Dalam ajaran agama , Tuhan mengasihi orang-orang yang tidak memihak , bebas dari rasa suka dan benci, penderitaan dan kebahagian. Seperti sloka didalam Bhagavad Gita sebagai Berikut:
Bersabdalah Yang Maha Pengasih:
"(Seseorang) yang bersikap sama terhadap seorang teman atau seorang musuh, sama terhadap dingin dan panas, terhadap kenikmatan dan penderitaan, bebas dari keterikatan "(BG.XII.18) .
"Menerima secara sama rata pujian dan fitnah, bersikap diam, merasa cukup dengan apa yang diterimanya, tak memiliki rumah, berpikiran stabil, ia pemujaKu yang setia, adalah orang yangKu kasihi" (BG.XII.19).
Andaikan seseorang bersikap sama terhadap semua kejadian yang menimpanya, seperti senang dan susah, pujian atau hinaan, panas atau dingin, dan merasa semua itu sama saja kadarnya, dan selalu merasa cukup dengan apa yang melandanya dan apa yang diterimanya dan menganggapnya sebagai pemberianNya jua, maka orang suci semacam ini adalah orang yang dikasihiNya. Andaikan ia tenang dan damai dalam menghadapi segala sesuatu dan menyebarkan kedamaian ini pada orang-orang di sekitarnya dan pada dirinya secara senantiasa, maka jadilah ia seorang mauni (yang tenang dan damai secara lahir dan batin). Andaikan ia merasa tak memiliki rumah atau tempat-tinggal (aniketah), yaitu dengan kata lain berarti ia merasa dunia ini bukan milik atau rumahnya yang sejati, tetapi ia hanya seorang musafir yang sedang melakukan perjalanannya (yatra) demi suatu kewajiban yang disandangnya demi Yang Maha Esa, dan merasa bahwa rumah atau tempat-tinggalnya yang abadi ada di dalam Yang Maha Esa, maka jadilah ia seorang yang paling dikasihi oleh Yang Maha Pengasih, dan manusia suci semacam ini selalu tersenyum penuh arti dalam segala tindakannya; ia selalu bersikap tenang-tenang saja penuh arti.

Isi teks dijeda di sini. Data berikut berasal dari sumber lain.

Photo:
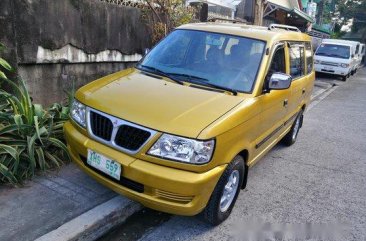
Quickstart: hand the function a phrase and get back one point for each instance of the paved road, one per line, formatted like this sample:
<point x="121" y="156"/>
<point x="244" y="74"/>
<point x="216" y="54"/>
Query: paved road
<point x="319" y="181"/>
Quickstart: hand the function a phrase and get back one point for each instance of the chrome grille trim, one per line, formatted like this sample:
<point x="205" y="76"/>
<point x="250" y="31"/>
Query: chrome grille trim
<point x="117" y="122"/>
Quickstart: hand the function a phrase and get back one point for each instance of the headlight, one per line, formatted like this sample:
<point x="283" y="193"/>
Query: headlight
<point x="78" y="113"/>
<point x="183" y="149"/>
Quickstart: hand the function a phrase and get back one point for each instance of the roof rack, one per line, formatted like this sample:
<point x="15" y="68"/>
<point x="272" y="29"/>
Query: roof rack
<point x="285" y="27"/>
<point x="227" y="20"/>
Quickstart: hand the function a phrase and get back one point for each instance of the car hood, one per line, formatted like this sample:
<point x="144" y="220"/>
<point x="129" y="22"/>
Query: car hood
<point x="157" y="103"/>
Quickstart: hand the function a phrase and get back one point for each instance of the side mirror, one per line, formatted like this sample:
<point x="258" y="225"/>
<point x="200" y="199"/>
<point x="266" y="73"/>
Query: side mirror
<point x="279" y="81"/>
<point x="146" y="51"/>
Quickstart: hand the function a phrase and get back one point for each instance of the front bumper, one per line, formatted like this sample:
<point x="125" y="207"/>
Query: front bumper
<point x="332" y="69"/>
<point x="163" y="188"/>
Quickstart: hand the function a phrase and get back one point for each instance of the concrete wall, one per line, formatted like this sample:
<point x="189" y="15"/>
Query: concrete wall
<point x="54" y="43"/>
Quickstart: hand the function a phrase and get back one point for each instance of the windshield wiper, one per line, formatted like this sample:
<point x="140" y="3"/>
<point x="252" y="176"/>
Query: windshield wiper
<point x="159" y="72"/>
<point x="215" y="86"/>
<point x="204" y="81"/>
<point x="189" y="76"/>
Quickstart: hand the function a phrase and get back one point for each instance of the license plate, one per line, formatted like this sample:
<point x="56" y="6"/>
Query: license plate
<point x="104" y="164"/>
<point x="328" y="68"/>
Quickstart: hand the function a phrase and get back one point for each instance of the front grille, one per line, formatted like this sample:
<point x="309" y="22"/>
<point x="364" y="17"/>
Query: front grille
<point x="117" y="133"/>
<point x="101" y="126"/>
<point x="329" y="63"/>
<point x="135" y="186"/>
<point x="130" y="137"/>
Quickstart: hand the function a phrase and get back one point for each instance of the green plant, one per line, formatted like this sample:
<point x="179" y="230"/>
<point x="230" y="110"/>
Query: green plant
<point x="31" y="137"/>
<point x="167" y="15"/>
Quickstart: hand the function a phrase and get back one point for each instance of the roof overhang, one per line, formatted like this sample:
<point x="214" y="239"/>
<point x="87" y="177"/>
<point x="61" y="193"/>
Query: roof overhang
<point x="288" y="6"/>
<point x="220" y="3"/>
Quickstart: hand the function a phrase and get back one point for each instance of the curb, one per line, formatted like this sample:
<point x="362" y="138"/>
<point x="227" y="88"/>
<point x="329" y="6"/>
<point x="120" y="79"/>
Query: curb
<point x="94" y="223"/>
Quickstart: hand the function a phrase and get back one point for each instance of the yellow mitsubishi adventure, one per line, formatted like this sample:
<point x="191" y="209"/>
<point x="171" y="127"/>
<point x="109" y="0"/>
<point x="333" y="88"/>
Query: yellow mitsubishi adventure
<point x="179" y="131"/>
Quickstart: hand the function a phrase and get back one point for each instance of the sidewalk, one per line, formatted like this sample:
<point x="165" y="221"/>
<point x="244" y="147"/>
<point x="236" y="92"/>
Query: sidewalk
<point x="47" y="202"/>
<point x="66" y="205"/>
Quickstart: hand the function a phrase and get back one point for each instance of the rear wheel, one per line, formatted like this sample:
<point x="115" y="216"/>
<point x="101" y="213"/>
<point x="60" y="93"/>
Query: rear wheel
<point x="225" y="193"/>
<point x="290" y="138"/>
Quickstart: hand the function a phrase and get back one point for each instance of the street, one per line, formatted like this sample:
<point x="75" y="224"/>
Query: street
<point x="315" y="186"/>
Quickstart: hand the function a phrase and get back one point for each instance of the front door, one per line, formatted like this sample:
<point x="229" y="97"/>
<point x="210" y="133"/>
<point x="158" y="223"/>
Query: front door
<point x="274" y="103"/>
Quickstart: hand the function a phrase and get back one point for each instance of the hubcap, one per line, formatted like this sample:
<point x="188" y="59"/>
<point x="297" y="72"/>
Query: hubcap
<point x="230" y="190"/>
<point x="296" y="127"/>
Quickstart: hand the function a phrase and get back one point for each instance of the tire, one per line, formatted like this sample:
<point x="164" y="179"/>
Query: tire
<point x="291" y="137"/>
<point x="215" y="213"/>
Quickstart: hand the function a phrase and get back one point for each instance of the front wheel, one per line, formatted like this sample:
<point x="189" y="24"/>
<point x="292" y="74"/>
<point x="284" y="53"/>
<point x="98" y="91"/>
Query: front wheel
<point x="290" y="138"/>
<point x="225" y="193"/>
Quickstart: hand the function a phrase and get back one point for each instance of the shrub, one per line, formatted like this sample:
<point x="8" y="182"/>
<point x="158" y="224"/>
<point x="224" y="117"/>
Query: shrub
<point x="31" y="137"/>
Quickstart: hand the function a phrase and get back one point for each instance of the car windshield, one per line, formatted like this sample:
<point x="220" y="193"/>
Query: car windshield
<point x="333" y="50"/>
<point x="211" y="59"/>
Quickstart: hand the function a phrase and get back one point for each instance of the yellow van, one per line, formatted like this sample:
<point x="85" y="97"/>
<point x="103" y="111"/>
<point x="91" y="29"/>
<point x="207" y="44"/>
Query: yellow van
<point x="179" y="131"/>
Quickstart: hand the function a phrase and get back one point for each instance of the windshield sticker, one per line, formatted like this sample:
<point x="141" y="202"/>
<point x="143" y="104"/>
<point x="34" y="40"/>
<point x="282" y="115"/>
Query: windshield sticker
<point x="210" y="40"/>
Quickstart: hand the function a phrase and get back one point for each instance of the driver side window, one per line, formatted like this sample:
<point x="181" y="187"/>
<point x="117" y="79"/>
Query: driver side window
<point x="278" y="64"/>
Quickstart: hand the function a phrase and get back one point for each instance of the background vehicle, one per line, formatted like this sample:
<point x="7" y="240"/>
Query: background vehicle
<point x="179" y="132"/>
<point x="363" y="50"/>
<point x="337" y="57"/>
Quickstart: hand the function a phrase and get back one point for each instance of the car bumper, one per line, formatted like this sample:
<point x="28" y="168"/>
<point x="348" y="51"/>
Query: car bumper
<point x="158" y="187"/>
<point x="332" y="70"/>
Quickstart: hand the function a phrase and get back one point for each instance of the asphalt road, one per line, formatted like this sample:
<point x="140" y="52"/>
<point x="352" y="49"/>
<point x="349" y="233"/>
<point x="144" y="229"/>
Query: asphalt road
<point x="313" y="190"/>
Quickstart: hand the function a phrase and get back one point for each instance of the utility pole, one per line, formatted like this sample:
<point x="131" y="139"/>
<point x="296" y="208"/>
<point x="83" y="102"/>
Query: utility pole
<point x="258" y="12"/>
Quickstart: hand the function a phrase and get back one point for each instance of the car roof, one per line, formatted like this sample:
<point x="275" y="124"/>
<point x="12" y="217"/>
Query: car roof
<point x="249" y="31"/>
<point x="341" y="41"/>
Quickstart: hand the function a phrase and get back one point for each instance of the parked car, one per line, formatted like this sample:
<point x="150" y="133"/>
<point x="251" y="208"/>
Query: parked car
<point x="362" y="54"/>
<point x="337" y="57"/>
<point x="179" y="131"/>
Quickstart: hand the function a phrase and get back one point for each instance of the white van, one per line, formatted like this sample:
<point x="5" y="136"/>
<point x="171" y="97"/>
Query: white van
<point x="363" y="50"/>
<point x="337" y="57"/>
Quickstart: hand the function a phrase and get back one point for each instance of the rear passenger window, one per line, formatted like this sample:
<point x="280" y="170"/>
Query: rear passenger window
<point x="309" y="57"/>
<point x="297" y="60"/>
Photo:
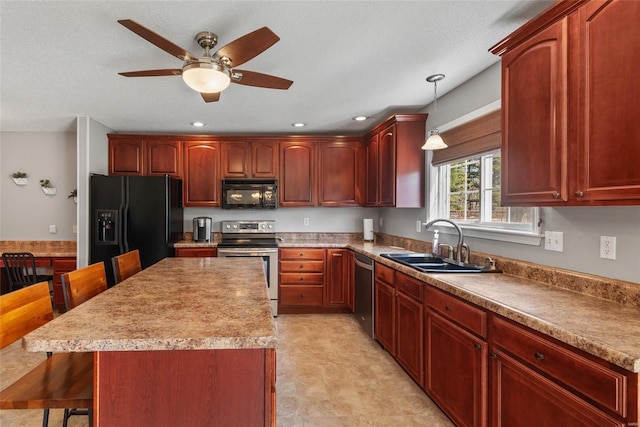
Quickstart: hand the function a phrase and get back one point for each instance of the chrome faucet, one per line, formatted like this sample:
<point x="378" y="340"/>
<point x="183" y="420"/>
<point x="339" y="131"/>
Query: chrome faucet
<point x="427" y="225"/>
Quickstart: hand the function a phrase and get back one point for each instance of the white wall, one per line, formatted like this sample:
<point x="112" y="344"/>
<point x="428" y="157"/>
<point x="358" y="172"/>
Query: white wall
<point x="25" y="211"/>
<point x="582" y="226"/>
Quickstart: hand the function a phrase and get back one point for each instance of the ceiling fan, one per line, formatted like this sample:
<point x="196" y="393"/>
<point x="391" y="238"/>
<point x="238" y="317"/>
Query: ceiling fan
<point x="210" y="73"/>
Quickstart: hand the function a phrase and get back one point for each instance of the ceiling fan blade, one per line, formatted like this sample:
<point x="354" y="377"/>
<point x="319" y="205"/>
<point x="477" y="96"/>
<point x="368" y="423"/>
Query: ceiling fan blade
<point x="153" y="73"/>
<point x="248" y="46"/>
<point x="210" y="97"/>
<point x="251" y="78"/>
<point x="157" y="40"/>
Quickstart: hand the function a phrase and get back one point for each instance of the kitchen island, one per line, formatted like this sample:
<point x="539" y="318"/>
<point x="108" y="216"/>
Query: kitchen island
<point x="187" y="341"/>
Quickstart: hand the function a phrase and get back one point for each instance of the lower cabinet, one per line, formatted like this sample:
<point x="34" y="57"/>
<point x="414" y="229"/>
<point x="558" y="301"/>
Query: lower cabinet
<point x="315" y="280"/>
<point x="196" y="252"/>
<point x="399" y="318"/>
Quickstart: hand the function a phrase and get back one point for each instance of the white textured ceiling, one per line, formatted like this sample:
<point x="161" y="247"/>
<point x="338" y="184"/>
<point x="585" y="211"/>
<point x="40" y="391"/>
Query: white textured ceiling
<point x="60" y="59"/>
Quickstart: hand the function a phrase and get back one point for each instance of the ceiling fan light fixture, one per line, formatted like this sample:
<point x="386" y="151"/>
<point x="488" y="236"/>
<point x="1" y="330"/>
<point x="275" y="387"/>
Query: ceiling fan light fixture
<point x="206" y="76"/>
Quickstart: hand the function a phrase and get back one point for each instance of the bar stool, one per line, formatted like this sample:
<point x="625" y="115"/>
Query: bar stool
<point x="21" y="270"/>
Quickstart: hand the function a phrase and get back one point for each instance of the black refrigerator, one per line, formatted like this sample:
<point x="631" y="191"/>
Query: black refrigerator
<point x="134" y="212"/>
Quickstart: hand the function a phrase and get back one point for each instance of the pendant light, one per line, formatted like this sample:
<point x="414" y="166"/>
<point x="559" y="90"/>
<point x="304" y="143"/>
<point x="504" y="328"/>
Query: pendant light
<point x="434" y="141"/>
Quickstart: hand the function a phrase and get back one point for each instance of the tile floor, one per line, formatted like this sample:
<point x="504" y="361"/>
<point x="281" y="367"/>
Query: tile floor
<point x="330" y="374"/>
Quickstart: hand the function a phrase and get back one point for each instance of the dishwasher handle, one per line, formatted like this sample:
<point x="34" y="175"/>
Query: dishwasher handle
<point x="359" y="262"/>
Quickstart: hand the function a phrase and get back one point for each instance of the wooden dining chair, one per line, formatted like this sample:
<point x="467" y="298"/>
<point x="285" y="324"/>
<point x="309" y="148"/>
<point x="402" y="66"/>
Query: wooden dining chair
<point x="63" y="380"/>
<point x="21" y="270"/>
<point x="83" y="284"/>
<point x="126" y="265"/>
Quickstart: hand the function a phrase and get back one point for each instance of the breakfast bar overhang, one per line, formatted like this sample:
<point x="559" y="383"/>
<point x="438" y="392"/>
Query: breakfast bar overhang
<point x="187" y="341"/>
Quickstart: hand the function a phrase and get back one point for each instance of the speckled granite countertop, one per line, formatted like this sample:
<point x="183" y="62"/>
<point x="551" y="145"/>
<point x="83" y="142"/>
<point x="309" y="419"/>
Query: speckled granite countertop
<point x="176" y="304"/>
<point x="598" y="326"/>
<point x="41" y="248"/>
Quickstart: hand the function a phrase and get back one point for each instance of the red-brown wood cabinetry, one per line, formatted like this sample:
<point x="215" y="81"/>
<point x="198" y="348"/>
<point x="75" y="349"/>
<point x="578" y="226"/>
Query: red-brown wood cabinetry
<point x="201" y="185"/>
<point x="395" y="162"/>
<point x="250" y="159"/>
<point x="297" y="185"/>
<point x="339" y="164"/>
<point x="569" y="90"/>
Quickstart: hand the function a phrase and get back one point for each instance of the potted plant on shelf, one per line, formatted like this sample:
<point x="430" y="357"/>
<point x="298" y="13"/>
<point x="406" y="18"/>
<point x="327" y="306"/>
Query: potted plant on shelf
<point x="47" y="187"/>
<point x="20" y="178"/>
<point x="73" y="195"/>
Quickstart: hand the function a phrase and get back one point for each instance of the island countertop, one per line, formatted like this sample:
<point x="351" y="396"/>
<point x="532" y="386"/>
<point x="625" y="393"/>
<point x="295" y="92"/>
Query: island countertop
<point x="176" y="304"/>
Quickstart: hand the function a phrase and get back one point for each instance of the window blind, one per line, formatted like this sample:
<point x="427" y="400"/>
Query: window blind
<point x="476" y="137"/>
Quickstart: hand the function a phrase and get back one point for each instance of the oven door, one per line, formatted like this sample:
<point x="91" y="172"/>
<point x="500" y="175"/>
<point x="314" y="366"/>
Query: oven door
<point x="270" y="263"/>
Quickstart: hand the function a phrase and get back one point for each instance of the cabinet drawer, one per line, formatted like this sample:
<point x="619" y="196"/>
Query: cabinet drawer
<point x="301" y="295"/>
<point x="302" y="278"/>
<point x="302" y="253"/>
<point x="466" y="315"/>
<point x="384" y="273"/>
<point x="409" y="285"/>
<point x="302" y="265"/>
<point x="602" y="385"/>
<point x="196" y="252"/>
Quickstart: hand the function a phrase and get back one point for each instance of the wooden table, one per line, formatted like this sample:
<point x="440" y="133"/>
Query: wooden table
<point x="187" y="341"/>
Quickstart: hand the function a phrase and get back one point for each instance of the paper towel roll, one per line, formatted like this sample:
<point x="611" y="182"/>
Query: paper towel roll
<point x="368" y="229"/>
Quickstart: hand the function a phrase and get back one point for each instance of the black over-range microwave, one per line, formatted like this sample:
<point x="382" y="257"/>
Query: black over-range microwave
<point x="249" y="194"/>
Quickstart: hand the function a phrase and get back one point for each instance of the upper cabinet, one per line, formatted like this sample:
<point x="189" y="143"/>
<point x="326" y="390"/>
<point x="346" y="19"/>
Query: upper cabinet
<point x="569" y="89"/>
<point x="339" y="172"/>
<point x="144" y="155"/>
<point x="254" y="159"/>
<point x="201" y="186"/>
<point x="297" y="185"/>
<point x="395" y="162"/>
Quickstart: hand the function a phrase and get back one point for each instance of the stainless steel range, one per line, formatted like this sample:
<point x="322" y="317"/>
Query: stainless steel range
<point x="254" y="239"/>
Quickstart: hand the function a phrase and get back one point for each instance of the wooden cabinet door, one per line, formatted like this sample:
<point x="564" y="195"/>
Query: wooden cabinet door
<point x="371" y="172"/>
<point x="201" y="174"/>
<point x="297" y="186"/>
<point x="264" y="159"/>
<point x="338" y="173"/>
<point x="236" y="159"/>
<point x="608" y="140"/>
<point x="163" y="157"/>
<point x="534" y="121"/>
<point x="385" y="316"/>
<point x="410" y="336"/>
<point x="126" y="156"/>
<point x="387" y="167"/>
<point x="523" y="398"/>
<point x="337" y="278"/>
<point x="456" y="371"/>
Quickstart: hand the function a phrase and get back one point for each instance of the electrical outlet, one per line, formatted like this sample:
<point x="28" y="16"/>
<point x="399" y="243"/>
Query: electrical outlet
<point x="553" y="241"/>
<point x="608" y="247"/>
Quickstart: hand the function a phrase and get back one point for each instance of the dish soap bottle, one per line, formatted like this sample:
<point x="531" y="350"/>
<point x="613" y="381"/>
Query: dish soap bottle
<point x="434" y="243"/>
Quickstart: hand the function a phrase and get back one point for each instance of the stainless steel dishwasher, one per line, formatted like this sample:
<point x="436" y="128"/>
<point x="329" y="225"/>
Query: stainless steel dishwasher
<point x="364" y="294"/>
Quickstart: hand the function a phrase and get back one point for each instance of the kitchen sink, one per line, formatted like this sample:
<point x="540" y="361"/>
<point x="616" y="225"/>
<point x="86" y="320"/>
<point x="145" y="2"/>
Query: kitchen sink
<point x="428" y="263"/>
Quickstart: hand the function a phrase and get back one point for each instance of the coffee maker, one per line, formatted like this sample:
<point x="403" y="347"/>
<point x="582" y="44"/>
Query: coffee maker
<point x="202" y="229"/>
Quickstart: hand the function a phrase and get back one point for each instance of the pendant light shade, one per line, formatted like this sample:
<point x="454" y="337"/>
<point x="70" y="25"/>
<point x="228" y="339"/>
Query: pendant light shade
<point x="434" y="141"/>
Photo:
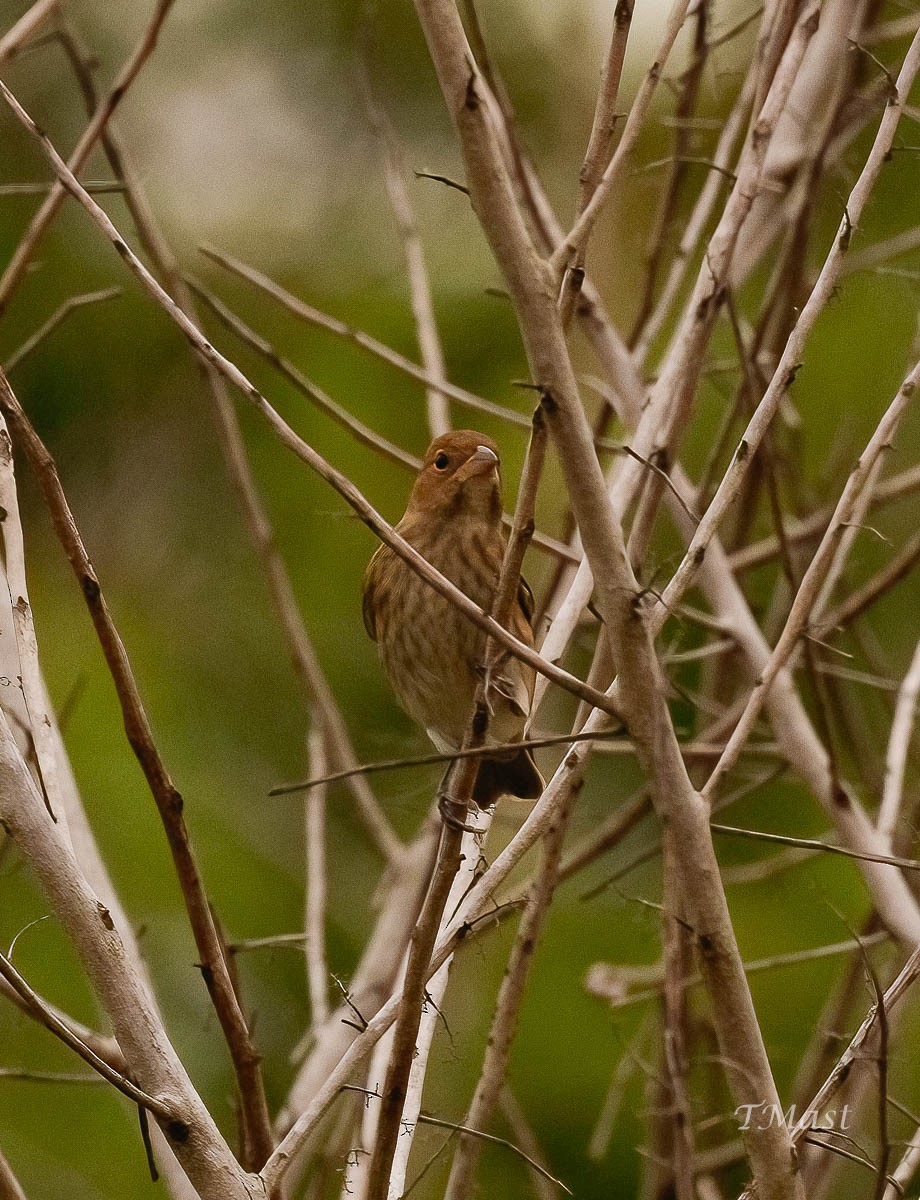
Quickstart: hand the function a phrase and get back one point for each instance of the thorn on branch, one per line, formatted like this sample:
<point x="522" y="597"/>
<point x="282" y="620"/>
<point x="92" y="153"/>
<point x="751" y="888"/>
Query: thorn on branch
<point x="470" y="101"/>
<point x="442" y="179"/>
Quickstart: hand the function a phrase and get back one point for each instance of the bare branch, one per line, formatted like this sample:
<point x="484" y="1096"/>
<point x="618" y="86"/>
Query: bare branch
<point x="31" y="19"/>
<point x="24" y="252"/>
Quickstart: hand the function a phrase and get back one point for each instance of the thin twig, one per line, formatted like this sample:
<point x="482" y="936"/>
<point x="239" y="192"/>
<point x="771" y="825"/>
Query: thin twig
<point x="899" y="748"/>
<point x="54" y="321"/>
<point x="416" y="273"/>
<point x="31" y="19"/>
<point x="825" y="556"/>
<point x="314" y="822"/>
<point x="581" y="231"/>
<point x="66" y="1035"/>
<point x="137" y="725"/>
<point x="906" y="864"/>
<point x="361" y="432"/>
<point x="367" y="343"/>
<point x="10" y="1187"/>
<point x="25" y="251"/>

Untuk menjadi apa yang diperintahkan agama bukanlah hal mudah namun dengan usaha keras dan niat yang tulus pastilah akan tercapai meski baru dalam angan-angan, karena sesungguhnya pikiran itu ajaib, ia bisa menjadikan kenyataan apa yang sebelumnya hanya terlintas dalam pikiran. Pikiran bisa menjadikan apa yang tidak terlihat menjadi terlihat, apa yang jauh menjadi dekat. Tidak percaya? Coba kita kembali kepada masa lalu, dahulu tidak ada TV, tidak ada yang mengetahui bagaimana bentuk Televisi . John Logie Baird Tercatat sebagi orang yang pertama kali menemukan televisi. Dengan kecerdasan pikiran yang ia miliki kita bisa mengetahui dan melihat apa yang tidak bisa dilihat.
Dengan televisi apa yang jauh menjadi terasa dekat, masih ragu? Coba bayangkan jika tanpa ada televisi atau yang sejenisnya yang dapat menyiarkan suatu acara atau event besar seperti sepak bola. Untuk menonton sepak bola jika tidak ada televisi bisa jadi kita harus datang ke eropa untuk menonton liga eropa. Semua itu bermula dari pikiran yang Mahadahsyat. Kita ambil contoh lain 'yang tidak terdengar menjadi terdengar' , dengan kemajuan teknologi seseorang bisa mengobrol lintas Negara dengan handphone .
Kesimpulannya bahwa sikap universal yang dimiliki seseorang itu terjadi melalui proses yang bertahap dan memerlukan waktu untuk mencapai sikap itu. Dengan usaha dan niat yang tulus menjadi lebih mudah mencapai atas apa yang dikehendaki.